LA RCA ET LES ARMES
HORS-LA-LOI
Pour piéger un pays, quel qu'il soit, il suffit d'y semer des armes à profusion. Et se contenter de regarder les conflits éclore comme des herbes folles, germer, se faner, retomber sur leur terreau pour se ressourcer et repousser. Une fois le mouvement impulsé, il se poursuit tout seul.

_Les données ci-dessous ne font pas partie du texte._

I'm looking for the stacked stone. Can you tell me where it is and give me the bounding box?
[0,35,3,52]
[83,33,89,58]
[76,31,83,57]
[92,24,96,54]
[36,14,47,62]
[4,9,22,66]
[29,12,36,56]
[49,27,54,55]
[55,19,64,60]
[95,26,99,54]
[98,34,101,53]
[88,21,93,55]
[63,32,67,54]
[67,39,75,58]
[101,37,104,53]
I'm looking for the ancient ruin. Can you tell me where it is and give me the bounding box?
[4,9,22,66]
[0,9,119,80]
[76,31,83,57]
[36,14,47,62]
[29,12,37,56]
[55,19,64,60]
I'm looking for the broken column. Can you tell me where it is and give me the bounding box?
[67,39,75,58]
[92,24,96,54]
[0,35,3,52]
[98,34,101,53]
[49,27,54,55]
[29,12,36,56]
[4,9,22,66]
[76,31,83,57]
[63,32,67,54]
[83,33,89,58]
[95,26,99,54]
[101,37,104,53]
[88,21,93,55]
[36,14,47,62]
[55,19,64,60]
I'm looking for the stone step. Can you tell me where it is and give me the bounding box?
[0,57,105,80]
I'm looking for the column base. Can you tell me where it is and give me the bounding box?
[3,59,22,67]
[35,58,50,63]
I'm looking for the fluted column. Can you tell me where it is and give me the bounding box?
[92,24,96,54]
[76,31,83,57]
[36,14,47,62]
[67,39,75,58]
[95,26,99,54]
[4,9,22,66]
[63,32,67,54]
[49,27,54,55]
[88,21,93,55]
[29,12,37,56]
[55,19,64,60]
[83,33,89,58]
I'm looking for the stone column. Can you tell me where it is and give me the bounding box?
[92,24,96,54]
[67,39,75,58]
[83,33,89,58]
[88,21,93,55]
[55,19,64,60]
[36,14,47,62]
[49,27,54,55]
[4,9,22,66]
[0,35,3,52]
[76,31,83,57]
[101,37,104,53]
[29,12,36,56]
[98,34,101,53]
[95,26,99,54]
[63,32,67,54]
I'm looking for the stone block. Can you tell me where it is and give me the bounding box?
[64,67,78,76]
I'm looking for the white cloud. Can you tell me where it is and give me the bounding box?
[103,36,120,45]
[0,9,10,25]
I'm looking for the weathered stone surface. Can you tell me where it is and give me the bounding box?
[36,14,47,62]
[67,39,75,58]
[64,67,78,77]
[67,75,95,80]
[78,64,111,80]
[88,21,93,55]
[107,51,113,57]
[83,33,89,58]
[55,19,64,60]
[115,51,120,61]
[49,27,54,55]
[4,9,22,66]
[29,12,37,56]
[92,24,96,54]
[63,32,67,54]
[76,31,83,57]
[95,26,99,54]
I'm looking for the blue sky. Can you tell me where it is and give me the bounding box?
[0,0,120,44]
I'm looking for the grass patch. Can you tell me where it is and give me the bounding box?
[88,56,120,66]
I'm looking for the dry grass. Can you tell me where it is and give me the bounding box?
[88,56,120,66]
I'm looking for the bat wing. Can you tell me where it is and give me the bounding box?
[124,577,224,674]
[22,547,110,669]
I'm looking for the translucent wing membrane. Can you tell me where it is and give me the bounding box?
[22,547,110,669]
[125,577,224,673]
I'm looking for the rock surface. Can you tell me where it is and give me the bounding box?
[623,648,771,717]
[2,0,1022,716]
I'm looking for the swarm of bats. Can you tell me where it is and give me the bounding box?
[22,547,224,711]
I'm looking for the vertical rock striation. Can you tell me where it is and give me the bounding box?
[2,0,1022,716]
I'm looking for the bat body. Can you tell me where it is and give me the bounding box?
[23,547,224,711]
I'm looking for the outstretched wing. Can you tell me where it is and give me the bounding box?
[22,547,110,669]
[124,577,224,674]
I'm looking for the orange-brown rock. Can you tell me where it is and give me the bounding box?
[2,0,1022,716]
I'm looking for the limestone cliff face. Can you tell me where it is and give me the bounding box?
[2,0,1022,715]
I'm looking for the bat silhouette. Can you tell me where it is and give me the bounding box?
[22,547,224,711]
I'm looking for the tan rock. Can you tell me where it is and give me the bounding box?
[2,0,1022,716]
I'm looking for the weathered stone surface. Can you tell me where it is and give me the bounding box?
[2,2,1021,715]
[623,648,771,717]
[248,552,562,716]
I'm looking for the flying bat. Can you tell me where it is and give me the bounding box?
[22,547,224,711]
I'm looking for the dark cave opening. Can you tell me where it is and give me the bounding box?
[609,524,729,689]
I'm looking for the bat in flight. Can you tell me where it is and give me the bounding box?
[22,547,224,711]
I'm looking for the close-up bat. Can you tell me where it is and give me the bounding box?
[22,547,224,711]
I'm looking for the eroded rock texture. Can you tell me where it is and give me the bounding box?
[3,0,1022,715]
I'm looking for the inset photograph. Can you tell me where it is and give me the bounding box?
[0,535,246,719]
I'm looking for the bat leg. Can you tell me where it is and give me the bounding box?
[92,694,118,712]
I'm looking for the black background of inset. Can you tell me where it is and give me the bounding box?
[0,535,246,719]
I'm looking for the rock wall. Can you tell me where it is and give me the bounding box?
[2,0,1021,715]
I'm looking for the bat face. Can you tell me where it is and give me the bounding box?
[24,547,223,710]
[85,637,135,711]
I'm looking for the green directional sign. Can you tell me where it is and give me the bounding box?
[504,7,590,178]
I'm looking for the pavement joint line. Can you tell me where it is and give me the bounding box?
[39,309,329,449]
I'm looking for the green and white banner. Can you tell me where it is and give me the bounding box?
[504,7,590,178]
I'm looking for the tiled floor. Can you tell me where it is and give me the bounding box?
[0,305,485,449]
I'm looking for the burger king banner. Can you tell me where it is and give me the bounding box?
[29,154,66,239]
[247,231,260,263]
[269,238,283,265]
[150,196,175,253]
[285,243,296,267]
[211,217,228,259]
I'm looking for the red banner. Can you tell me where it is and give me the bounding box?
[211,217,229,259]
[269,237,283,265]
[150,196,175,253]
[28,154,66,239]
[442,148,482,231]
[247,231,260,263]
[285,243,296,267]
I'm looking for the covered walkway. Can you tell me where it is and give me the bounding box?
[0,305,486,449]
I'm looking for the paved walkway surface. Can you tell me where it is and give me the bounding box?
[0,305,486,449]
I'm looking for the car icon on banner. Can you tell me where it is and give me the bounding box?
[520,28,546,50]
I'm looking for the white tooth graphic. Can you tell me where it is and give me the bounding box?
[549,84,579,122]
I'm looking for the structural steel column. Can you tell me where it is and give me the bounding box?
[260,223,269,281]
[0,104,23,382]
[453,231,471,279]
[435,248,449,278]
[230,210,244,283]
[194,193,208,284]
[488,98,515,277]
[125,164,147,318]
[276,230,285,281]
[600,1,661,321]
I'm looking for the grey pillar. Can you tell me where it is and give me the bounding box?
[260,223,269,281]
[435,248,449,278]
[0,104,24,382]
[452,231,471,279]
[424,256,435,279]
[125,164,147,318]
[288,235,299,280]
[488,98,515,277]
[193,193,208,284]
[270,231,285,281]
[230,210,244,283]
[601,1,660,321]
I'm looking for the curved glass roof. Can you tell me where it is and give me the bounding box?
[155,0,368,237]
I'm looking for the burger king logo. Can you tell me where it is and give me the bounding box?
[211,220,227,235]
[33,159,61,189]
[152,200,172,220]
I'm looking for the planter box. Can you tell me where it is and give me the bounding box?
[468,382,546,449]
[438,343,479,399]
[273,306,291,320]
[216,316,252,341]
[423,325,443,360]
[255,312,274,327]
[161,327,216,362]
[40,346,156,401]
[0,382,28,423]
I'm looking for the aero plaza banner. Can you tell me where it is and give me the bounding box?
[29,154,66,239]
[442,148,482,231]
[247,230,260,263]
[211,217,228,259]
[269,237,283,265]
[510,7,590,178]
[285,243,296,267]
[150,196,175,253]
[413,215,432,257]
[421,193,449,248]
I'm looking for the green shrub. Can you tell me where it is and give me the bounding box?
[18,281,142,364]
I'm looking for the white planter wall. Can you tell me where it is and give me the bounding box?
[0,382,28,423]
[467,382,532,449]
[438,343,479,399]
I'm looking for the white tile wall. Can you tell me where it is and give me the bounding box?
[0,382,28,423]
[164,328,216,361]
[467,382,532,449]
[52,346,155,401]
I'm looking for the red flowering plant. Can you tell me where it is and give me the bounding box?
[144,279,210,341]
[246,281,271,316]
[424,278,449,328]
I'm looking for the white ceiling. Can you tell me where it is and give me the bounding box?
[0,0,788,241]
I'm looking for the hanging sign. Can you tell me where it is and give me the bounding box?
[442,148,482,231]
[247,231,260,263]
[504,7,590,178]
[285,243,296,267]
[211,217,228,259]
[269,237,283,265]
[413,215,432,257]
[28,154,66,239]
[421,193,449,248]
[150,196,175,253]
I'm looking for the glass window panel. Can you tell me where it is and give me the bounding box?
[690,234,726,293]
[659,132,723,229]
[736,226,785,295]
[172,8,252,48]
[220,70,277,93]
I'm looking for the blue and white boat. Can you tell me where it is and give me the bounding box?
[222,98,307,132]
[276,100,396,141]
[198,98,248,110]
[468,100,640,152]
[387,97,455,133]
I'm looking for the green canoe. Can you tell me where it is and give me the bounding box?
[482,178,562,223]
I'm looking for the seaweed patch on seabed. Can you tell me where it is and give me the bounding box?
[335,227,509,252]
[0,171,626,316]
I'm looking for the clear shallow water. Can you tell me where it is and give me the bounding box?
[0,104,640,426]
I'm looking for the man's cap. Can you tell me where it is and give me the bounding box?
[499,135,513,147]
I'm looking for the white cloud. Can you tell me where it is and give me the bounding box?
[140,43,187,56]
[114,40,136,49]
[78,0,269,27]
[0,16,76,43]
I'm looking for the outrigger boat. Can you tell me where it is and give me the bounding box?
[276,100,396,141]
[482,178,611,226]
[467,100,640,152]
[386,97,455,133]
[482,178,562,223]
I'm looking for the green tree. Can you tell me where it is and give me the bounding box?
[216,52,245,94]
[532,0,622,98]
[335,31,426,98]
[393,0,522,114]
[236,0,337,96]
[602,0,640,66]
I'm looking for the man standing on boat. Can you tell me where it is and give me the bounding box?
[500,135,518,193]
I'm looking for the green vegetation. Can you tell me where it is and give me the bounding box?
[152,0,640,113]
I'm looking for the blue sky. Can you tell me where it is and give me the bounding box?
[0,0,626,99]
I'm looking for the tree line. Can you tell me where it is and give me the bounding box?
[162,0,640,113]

Prenons l'exemple de deux pays que tout oppose : l'un est une
superpuissance, l'autre, une espèce de République en lambeaux, affaiblie par des
guerres intestines. L'un est riche, prospère, l'autre se trouve sous perfusion
financière, grignoté par la pauvreté. L'un est démocratique, l'autre, abonné aux
coups d'Etat. En gros, l'un est un géant, et l'autre, un petit, d'une espèce
particulière : un nain politique, qui se complaît dans son nanisme, et même
qui semble s'être donné pour vocation de rétrécir. Ces deux pays sont si
éloignés l'un de l'autre qu'il serait vain de tenter de les comparer. Mais le sort qui vient de les
rapprocher en les mettant à la une des médias du monde entier, nous donne des
éléments de comparaison.
1.
ELEMENTS DE LANGAGE
D'abord le nain, qui a profité de
l'absence de sa présidente, partie le représenter à l'ONU, pour entrer une fois
de plus en ébullition, en éruption de colère et de courroux. Le prétexte annoncé
a été l'assassinat d'un homme, dont on s'est empressé de mettre en exergue la
confession, comme si le fait d'être un homme ne suffisait pas à souligner le
caractère odieux de ce crime, comme si dans un contexte de calme précaire on
voulait ranimer les brandons de la haine. Un homme est-il réductible à sa
religion ?
On ne peut récuser l'idée d'un conflit confessionnel en Centrafrique et
continuer de compter les morts en termes religieux. Exceptés les groupes armés,
tous les autres acteurs passifs de cette crise sont unanimes sur son nom :
<< Un conflit militaro-politique >>. Mais ils ne font aucun effort
pour mettre en adéquation cette appellation et les victimes des affrontements,
lesquelles sont immédiatement cataloguées ou instrumentalisées. Les hommes
politiques devraient combattre par des éléments de langage, tous ceux qui, par
des propos inconsidérés ou mûrement réfléchis, jettent de l'huile sur le feu.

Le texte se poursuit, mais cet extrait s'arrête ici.